Exercise Intolerance in Older Adults With Heart Failure With Preserved Ejection Fraction: JACC State-of-the-Art Review

Abstract

Exercise intolerance (EI) is the primary manifestation of chronic heart failure with preserved ejection fraction (HFpEF), the most common form of heart failure among older individuals. The recent recognition that HFpEF is likely a systemic, multiorgan disorder that shares characteristics with other common, difficult-to-treat, aging-related disorders suggests that novel insights may be gained from combining knowledge and concepts from aging and cardiovascular disease disciplines. This state-of-the-art review is based on the outcomes of a National Institute of Aging-sponsored working group meeting on aging and EI in HFpEF. We discuss aging-related and extracardiac contributors to EI in HFpEF and provide the rationale for a transdisciplinary, "gero-centric" approach to advance our understanding of EI in HFpEF and identify promising new therapeutic targets. We also provide a framework for prioritizing future research, including developing a uniform, comprehensive approach to phenotypic characterization of HFpEF, elucidating key geroscience targets for treatment, and conducting proof-of-concept trials to modify these targets.

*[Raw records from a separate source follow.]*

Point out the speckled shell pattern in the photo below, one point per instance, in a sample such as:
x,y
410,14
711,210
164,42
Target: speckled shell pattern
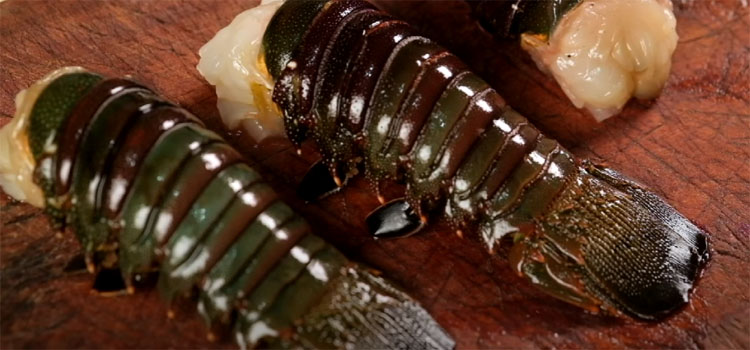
x,y
371,91
146,187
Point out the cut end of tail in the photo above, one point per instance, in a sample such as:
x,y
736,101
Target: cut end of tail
x,y
609,243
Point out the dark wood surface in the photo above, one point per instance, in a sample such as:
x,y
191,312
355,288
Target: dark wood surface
x,y
692,146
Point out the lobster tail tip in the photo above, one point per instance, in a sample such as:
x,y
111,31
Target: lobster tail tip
x,y
608,243
678,250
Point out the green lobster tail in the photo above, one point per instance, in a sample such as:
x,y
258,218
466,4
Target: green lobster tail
x,y
147,188
362,311
513,18
286,30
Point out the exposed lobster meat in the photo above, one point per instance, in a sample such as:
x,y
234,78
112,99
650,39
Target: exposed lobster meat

Keywords: aging; exercise intolerance; heart failure with preserved ejection fraction; senescence; skeletal muscle.

Figure 1.. VO_2peak required for ADLs relative to average VO_2peak in HFpEF.

Among patients with HFpEF, the threshold of functional independence is 21% above the average peak VO2 (blue bar) of patients with HFpEF. Figure reproduced with permission from Nayor et al. JACC Heart Failure 2020.

Figure 2.. The multimorbidity model of exercise intolerance in HFpEF.

Accumulation of cardiac and non-cardiac co-morbidities coupled with aging contributes to systemic inflammation, endothelial dysfunction, global reduction in physiologic reserve, and exercise intolerance in patients with HFpEF.

Figure 3:. Contribution of cardiovascular maladaptations to exercise intolerance in HFpEF.

Patients with HFpEF have impairment in stroke volume reserve and chronotropic reserve, and increased afterload, all of which contribute to reduced forward flow. This “central limitation’ coupled with impairment peripheral vasodilation and reduced oxygen extraction contributes to lower peak exercise oxygen uptake.

Figure 4:. Microvascular function and sarcopenia.

Comparison of the thigh compartment fat and muscle composition in a control vs. HFpEF individual on MRI. HFpEF patients have greater intramuscular fat and reduced skeletal muscle mass. Impaired microcirculatory function leads to sarcopenia, which is magnified by the catabolic effects of inflammation, insulin resistance, and increased myostatin. AA=amino acids; FFA=free fatty acids; GH=growth hormone; IGF-1=insulin-like growth factor-1.

Figure 5:. Contribution of hallmarks of aging to HFpEF and exercise intolerance.

The hallmarks of aging refers to closely inter-related cellular and molecular processes implicated in aging and conserved across species which could serve as new therapeutic targets for many age-related chronic diseases and geriatric syndromes, including HFpEF.

Figure 6:. Proposed high priority extracardiac areas for future research in HFpEF.

Future research should focus on advancing the understanding of the pathophysiology of EI, development of novel approaches to pathophysiology-guided phenotypic classification of HFpEF, identification of novel targets for preventing and mitigating EI, and testing such interventions in animal and human studies.

Central Illustration:. Pathophysiology and outcomes in HFpEF.

Risk factors such as multimorbidity, aging, physical inactivity, and systemic inflammation lead to loss of capillarity, mitochondrial and endothelial dysfunction, and sarcopenia and result in downstream multi-organ dysfunction, frailty, and cardiac and skeletal muscle myopathy. This constellation of pathophysiologic abnormalities contributes to the clinical manifestation of HFpEF.